First Treasury Counsel (Common Law)
- Incumbent
- Assumed office January 2009
- Monarchs: Elizabeth II; Charles III;
- Preceded by: Philip Sales

Personal details
- Born: James Raymond Eadie March 1962 (age 64) Kensington, London, England
- Parent(s): Douglas George Arnott Eadie Gillian Carlyon Coates
- Alma mater: Magdalene College, Cambridge
- Occupation: Barrister

= James Eadie (barrister) =

British barrister

Sir James Raymond Eadie, KC (born March 1962) is a British barrister. Since January 2009, he has served as the First Treasury Counsel (Common Law), the government's independent barrister on legal issues of national importance. He represented the UK Government in the R (Miller and Dos Santos) v Secretary of State for Exiting the European Union case in 2016, and in the R (Miller) v The Prime Minister case in 2019.

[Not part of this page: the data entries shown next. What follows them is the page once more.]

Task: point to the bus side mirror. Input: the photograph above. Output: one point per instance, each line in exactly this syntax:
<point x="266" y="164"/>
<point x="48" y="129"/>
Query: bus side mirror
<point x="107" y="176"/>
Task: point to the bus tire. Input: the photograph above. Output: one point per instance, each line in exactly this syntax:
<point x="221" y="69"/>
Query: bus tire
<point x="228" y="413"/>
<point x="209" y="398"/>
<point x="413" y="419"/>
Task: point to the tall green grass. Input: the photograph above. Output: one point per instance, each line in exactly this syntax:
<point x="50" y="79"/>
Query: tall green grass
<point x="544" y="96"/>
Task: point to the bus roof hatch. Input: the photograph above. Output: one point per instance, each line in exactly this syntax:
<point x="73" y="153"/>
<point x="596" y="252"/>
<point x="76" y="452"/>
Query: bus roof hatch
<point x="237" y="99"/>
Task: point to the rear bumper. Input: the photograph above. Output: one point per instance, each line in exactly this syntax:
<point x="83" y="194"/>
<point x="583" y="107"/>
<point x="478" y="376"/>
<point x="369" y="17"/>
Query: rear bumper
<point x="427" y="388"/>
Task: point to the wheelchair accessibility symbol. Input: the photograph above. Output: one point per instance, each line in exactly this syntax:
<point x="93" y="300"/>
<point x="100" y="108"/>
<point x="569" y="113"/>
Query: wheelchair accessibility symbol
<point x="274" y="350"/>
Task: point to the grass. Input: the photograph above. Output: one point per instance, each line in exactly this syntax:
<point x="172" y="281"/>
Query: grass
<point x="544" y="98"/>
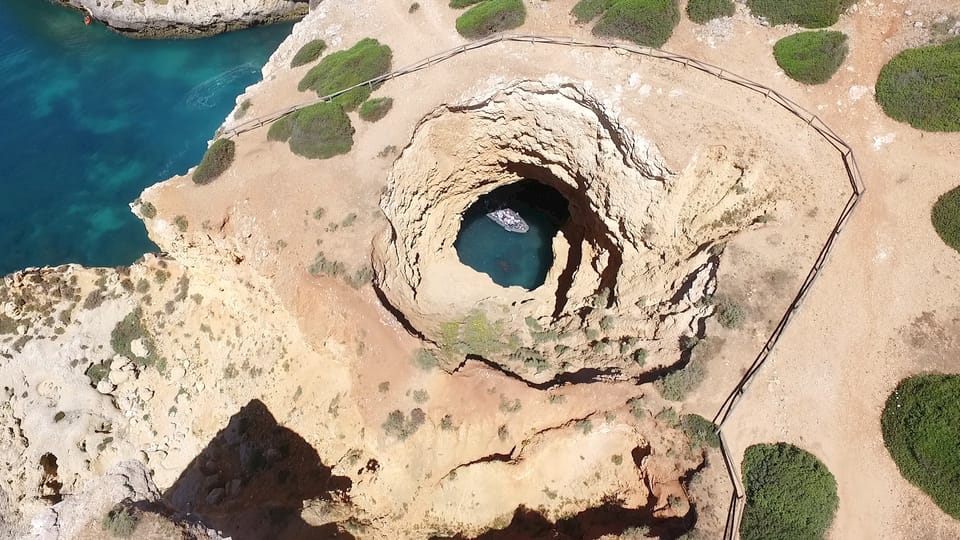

Eadie was born in March 1962 in Kensington, London, England. He attended Radley College and Magdalene College, Cambridge. He was called to the bar at Middle Temple in 1984 and took silk in 2008. He was appointed knight bachelor in the 2018 Birthday Honours List. In September 2019, he represented the British government in the Supreme Court case to determine the legality of Boris Johnson's prorogation.

In 2020, he successfully represented the Home Secretary in the Supreme Court case of Begum v Home Secretary, concerning the application of Shamima Begum to enter the United Kingdom.

He represented the British government in the Afghan data leak superinjunction case at the Court of Appeal in June 2024; appealing a High Court ruling, he told the court that to discharge the injunction would bring down “immediate risks on the heads of everyone” and that even the intelligence and security committee should not be told about what had happened. The judges agreed, and the case was sent back to the High Court, superinjunction intact; none of this was publicly revealed until July 2025, when the superinjunction was lifted.